LAGU ” Tangis di Belawan”, mengingatkan aku pada peristiwa pertama kali aku ke Jakarta dengan naik kapal Tampomas menuju pelabuhan internasional Tanjung Priok Jakarta.
Ketika itu, hari Jum at, tahun 1981, aku diantar istriku yang pernikahan kami baru berusia tiga bulan. Pada usia pernikahan yang masih baru, biduk rumah tangga kami mulai diterpa badai yang maha dahsat
Tak mungkin aku ceritakan badai seperti apa yang mengguncang rumah tangga kami, tak mungkin aku ceritakan dalam tulisan ini karena terlalu privat.
Tiba tiba aku putuskan berangkat ke Jakarta untuk merubah nasib. Selain diantar oleh istri tercinta juga ada mama dan ibu mertua
Setelah sampai di Belawan kami harus berpisah karena aku harus segera masuk kapal. Aku peluk istriku dengan erat sambil menangis. Lalu kami berpisah untuk sementara.
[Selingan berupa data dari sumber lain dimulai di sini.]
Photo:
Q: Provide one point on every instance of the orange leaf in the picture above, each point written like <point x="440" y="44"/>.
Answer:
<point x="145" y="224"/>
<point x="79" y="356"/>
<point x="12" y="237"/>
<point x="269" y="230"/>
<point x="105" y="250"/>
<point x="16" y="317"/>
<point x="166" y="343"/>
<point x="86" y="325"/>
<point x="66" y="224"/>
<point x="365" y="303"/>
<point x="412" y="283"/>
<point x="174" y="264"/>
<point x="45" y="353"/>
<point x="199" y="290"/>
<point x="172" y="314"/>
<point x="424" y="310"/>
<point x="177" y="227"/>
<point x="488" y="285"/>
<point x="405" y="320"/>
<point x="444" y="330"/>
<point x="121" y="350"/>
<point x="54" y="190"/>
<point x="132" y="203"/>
Kemudian aku salami mama dan ibu mertuaku. Aku lihat mama tak henti hentinya menangis.
“Berangkatlah nak, mudah-mudahan kau dapat kerja yang lrbih baik. Aku akan jaga istrimu selama kau belum bisa untuk menjemputnya,” kata mama dengan berurai air mata.
Trompet raksasa kapal Tampomas berbunyi memekakkan telinga. Pertanda penumpang harus segera masuk.
Aku melangkah memasuki dek kapal dengan perasaan galau. Aku cepat cepat naik ke bibir kapal di lantai dua untuk melihat istriku, mamaku dan ibu mertuaku yang sudah berada di anjungan pengantar penumpang.
Aku lihat mama ku menangis sambil melambaikan selendang, begitu juga istri dan mertuaku, aku balas lambaian itu dengan perasaan sedih karena meninggalkan istri dan keluarga terbaikku.
Bunyi musik dengan suara trompet yang menggema, khas musik anak buah kapal (ABK) terdengar mengiringi pelepasan sauh. Dan, secara perlahan KM Tampomas eks kapal haji itu mulai meninggalkan pelabuhan Belawan. Alunan musik perpisahan itu menambah kesedihan yang mendalam.
Aku pandangi istriku, yang terisak tangis karena kami berpisah meski untuk sementara. Ini salah satu biduk rumah tangga kami sedang berguncang oleh ombak. Rumah tangga kami sedang diuji.
Semakin lama kapal kami semakin menjauh dari dermaga Belawan. Dan akhirnya hilang dari pandangan mata berganti dengan pemandangan yang menakjubkan yaitu laut lepas tak bertepi.
Dalam benakku berkata “selamat tinggal istriku. Aku pergi untuk sementara. Aku akan pulang segera untuk menjemputmu. Doakan aku mendapat pekerjaan yang lebih baik”.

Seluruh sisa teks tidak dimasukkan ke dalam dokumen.